Biz bu filmi zaten yaşıyoruz

Sinema literatüründe “felaket filmleri” başlı başına bir tür olarak kabul ediliyor. Bugüne kadar Hollywood yapımı pek çok filmde, dünyayı tehdit eden bir tehlike (ister nükleer bir silah, ister bulaşıcı hastalık, göktaşı veya uzaylı istilası olsun) ve bu tehlikeye karşı Amerikalıların verdiği cansiperane mücadeleyi izledik. Hemen aklıma gelenlerden ikisi 1998 yapımı Deep Impact (Derin Darbe) ve Armageddon. İki film de dünyaya çarpacak göktaşını konu ediyordu. Don’t Look Up’ı diğerlerinden ayıran, yaklaşan felaketin yanı sıra zaten deneyimlemekte olduğumuz bir felakete dair bizleri uyarıyor oluşu.
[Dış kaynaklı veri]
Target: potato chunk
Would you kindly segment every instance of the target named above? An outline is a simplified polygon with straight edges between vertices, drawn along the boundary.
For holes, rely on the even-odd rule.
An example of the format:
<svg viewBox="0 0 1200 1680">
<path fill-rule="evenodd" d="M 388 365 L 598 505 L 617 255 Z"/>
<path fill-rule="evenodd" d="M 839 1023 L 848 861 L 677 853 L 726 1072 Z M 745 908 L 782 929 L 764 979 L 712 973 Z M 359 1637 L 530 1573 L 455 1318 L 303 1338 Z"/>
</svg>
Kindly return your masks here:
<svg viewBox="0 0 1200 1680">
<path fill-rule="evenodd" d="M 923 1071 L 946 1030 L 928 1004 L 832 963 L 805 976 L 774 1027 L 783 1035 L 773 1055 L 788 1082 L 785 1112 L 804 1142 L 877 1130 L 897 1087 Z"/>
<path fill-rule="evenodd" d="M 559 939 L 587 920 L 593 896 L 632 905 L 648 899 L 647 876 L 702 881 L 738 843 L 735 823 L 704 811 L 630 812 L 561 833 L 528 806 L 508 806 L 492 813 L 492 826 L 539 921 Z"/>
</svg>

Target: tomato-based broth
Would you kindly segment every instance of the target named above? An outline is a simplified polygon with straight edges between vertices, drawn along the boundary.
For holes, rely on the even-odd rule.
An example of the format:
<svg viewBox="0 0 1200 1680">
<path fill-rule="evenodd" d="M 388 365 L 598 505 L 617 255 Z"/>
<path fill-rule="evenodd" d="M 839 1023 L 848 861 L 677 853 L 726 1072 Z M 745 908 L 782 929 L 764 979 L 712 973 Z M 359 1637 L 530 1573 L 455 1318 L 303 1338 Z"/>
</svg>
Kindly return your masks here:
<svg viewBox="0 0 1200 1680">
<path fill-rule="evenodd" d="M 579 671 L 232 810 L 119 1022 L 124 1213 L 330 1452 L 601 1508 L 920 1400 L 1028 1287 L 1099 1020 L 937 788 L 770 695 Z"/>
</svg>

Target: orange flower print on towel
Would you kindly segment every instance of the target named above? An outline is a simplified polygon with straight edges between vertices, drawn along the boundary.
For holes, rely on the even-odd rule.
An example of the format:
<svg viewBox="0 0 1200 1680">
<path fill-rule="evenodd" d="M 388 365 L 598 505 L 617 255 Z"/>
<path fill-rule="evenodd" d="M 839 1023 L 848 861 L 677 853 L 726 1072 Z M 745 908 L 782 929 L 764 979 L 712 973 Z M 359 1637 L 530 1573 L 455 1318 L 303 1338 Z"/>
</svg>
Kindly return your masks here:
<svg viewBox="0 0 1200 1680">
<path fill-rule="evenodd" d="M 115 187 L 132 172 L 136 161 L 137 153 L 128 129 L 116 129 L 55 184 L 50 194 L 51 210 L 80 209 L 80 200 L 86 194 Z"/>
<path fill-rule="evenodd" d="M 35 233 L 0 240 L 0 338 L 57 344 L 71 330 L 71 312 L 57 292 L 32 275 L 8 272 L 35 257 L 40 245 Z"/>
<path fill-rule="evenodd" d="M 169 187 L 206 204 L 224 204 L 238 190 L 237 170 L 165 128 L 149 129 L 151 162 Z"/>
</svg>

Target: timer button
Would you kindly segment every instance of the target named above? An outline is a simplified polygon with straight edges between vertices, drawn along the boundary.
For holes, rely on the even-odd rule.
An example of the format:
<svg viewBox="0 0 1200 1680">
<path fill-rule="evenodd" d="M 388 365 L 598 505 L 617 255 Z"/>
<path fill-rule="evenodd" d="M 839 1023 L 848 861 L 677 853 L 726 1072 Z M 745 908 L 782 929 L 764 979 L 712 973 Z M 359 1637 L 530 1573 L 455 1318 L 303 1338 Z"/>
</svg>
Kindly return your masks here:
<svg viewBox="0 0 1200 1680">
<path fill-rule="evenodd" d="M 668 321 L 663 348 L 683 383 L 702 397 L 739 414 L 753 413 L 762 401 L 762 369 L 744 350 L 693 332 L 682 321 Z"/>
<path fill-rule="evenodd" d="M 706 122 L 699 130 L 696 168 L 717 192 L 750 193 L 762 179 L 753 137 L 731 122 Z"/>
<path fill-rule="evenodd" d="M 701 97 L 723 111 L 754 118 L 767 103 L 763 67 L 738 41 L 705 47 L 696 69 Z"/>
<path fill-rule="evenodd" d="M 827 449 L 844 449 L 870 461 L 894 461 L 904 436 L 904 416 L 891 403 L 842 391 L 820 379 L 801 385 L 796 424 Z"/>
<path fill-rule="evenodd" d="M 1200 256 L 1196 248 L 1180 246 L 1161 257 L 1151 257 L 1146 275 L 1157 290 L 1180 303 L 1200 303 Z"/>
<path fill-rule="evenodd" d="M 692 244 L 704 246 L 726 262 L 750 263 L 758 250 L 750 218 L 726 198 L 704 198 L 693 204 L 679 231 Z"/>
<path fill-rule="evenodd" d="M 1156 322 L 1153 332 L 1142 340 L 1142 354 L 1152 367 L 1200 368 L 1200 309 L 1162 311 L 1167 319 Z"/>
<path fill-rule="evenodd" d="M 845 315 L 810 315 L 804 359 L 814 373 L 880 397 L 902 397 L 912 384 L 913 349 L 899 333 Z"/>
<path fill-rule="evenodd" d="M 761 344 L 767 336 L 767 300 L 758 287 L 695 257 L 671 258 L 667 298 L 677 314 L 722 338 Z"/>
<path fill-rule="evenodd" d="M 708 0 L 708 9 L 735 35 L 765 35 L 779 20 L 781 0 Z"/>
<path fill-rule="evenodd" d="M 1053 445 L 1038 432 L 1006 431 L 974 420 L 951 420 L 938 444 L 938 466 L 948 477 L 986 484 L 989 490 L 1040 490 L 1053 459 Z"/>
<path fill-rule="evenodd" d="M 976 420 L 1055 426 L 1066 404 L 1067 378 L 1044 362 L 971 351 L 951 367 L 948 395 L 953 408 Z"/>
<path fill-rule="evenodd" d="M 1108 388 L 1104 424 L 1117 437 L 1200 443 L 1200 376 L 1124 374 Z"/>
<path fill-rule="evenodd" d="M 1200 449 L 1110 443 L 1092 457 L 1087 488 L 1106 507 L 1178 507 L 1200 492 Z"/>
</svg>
Küresel Isınmayla mücadele

Şöyle ki, filmin konusu dünyaya çarpacak kuyruklu yıldız olsa da aslında baş edilmeye çalışılan iki büyük sorun var. Biri doğal olanı; diğeri ise insan eliyle yaratılan. Önce doğalından başlayalım. Kuyruklu yıldız öğesi yerine pekala küresel ısınmayı koyup sonuçları üzerine düşünebiliriz. Doğal yaşamı tahrip eden orman yangınları, sel felaketleri, kuraklık ve salgın hastalıklar adeta hayatımızın bir parçası haline gelmişken hala çevre sorunlarını ciddiye almayan, varlığını reddeden kitleler var. Bireysel alışkanlıklarımızı değiştirerek belki bir nebze katkı sağlayabiliriz ama çevre sorunlarının çözümü büyük devletler arasında uzlaşı ve koordinasyon gerektiriyor. İşte o noktada gelecek nesilleri düşünen sorumlu devlet adamlarına ihtiyaç duyuyoruz.

“Hakikat sonrası çağ”da rasyonel insanın çaresizliği

Her felaket filmi, yöneticilerin bilim insanlarının mesajlarını ciddiye almamaları ile başlar. Ancak Don’t look Up’ın asıl sorunsalı, bilimsel-kanıtlanabilir gerçekleri saptırmanın “yalan” yerine “alternatif gerçeklik” olarak tanımlandığı, çarpıtılmış görüşlerin partizan medya eliyle, kitleler nezdinde meşru kılınmaya çalışıldığı “hakikat sonrası çağ”. Dolayısıyla baş karakterler, altı ay iki haftalık zaman zarfında, bilimsel verileri siyasi ve ekonomik kaygılarla reddeden yönetici elitler, onlarla iş birliği içindeki sermayedar kesimler ve kitleleri adeta uyuşturan, haberden ziyade şov amaçlı program yapan medya kurumlarına karşı mücadele ediyor. Bu açıdan film, toplumu “bizler ve onlar” şeklinde ayrıştıran popülist siyaset biçimi, derinleşen toplumsal kutuplaşma ve kurumsal yozlaşmanın bizi götürebileceği sonla dalga geçerken, bizleri yaşadığımız gerçeklikle yüzleşmeye çağırıyor.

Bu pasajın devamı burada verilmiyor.